Elite Intel is not your ship's parrot. It's primary function is command parser and data analysis. This means a very specific requirement. Generating random banter is not enough. The model has to correctly infer action from the voice input and correctly analyze data. It must return the results in formatted JSON, not an essay in markup or HTML. By far not every model of this size can do this reliably.

Tulu 3 (the base training recipe) is genuinely exceptional

Most instruct models are trained with RLHF, which uses a learned reward model to judge outputs. That reward model is itself a neural network, so it inherits all the usual biases and inconsistencies. Tulu 3 replaced this with RLVR, (Reinforcement Learning with Verifiable Rewards) where instead of a learned reward model, the training uses a deterministic scoring function: the answer is either correct or it isn't, binary, no bias. This is particularly impactful for instruction following tasks, where the reward signal is objective and non-biased.

The training pipeline also isn't just RLVR, it is a four-stage approach: data curation targeting core skills, supervised fine-tuning, Direct Preference Optimization, and then RLVR on top to sharpen verifiable task performance. Each stage builds on the last. That's why Tulu 3 on the 8B Llama base achieves results surpassing the instruct versions of Llama 3.1, Qwen 2.5, Mistral, and even closed models like GPT-4o-mini and Claude 3.5 Haiku.

Why this matters specifically for EliteIntel?
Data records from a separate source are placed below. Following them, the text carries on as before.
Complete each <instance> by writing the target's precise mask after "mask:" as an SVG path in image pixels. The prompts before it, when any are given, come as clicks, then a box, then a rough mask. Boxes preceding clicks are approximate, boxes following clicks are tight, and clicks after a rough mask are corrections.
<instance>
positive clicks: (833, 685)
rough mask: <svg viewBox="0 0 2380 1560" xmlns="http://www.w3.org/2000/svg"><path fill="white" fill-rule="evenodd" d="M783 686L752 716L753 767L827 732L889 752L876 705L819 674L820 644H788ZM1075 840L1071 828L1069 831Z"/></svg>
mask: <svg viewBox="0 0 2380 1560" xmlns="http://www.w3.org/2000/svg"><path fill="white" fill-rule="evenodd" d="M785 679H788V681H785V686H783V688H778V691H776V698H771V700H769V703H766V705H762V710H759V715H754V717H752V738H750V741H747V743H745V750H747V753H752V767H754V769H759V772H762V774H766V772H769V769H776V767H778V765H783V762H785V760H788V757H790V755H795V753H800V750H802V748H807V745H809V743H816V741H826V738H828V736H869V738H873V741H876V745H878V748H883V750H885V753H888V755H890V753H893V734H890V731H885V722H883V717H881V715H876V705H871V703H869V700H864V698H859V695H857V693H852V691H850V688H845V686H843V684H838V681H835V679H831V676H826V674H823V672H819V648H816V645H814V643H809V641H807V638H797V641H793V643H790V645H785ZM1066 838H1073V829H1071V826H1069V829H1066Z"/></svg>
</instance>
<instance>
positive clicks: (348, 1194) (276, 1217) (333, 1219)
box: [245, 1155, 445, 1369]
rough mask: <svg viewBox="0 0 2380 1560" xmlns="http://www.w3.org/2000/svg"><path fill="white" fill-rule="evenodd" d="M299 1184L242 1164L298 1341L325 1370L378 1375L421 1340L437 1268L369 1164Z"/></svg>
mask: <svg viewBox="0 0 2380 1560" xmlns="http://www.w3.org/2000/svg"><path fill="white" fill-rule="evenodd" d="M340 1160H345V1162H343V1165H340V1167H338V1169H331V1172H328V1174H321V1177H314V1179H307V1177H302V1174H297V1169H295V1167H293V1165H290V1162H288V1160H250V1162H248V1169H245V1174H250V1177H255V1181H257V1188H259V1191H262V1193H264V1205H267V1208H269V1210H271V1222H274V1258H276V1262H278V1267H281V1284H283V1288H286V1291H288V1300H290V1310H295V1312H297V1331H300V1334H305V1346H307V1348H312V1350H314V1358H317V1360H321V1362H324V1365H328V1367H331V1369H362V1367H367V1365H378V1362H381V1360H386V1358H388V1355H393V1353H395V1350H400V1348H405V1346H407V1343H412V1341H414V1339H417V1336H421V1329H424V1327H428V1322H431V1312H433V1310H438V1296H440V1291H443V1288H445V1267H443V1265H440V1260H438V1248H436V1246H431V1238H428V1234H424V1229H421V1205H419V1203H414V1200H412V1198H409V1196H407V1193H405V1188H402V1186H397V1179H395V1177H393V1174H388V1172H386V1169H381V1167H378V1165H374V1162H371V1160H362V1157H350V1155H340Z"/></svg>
The classifier stage is essentially an instruction-following task with verifiable correct answers (JSON action X vs. Y). That's precisely what RLVR hammers. The model was literally trained to be accurate at that kind of deterministic structured output.

So why is "Supernova" variant specifically?

This variant isn't stock Tulu 3. Tulu-3.1-8B-SuperNova is created via a linear merge of three models: Llama-3.1-MedIT-SUN-8B (medical/reasoning), Llama-3.1-Tulu-3-8B (instruction following), and Llama-3.1-SuperNova-Lite (Arcee's distilled model), each contributing equally at weight 1.0 using mergekit.

The SuperNova-Lite parent brings something extra: a distilled model from a much larger Arcee base, meaning it has knowledge density beyond what a vanilla 8B would have. The linear merge then averages the weight tensors directly so we get the combined "knowledge" baked into the weights without any additional training compute. This achieves particularly strong results on instruction-following tasks as demonstrated by its IFEval score.

Why is it fast? It is still just an 8B Llama architecture. On a 3090 24GB at Q4_K_M quantization, it fits comfortably in VRAM along with the game with room to spare, so there is a maximum throughput without any CPU offload penalties. The Qwen models compared against this are often have different attention head configurations (e.g., Qwen2.5's GQA ratio differs) that can run slightly slower in llama.cpp's GGUF backend. It works well on a 12GB VRAM card IF there is nothing else present, (Game runs on a different GPU or different machine)

Can I use a different model?

You can try. But probably you will not get the speed and inference accuracy that tulu3.1-supernova can give you.

Common problems (other than speed) will be incorrect responses. Such as model returns a mark up essay instead of inferred action or data analysis. This is the most common error.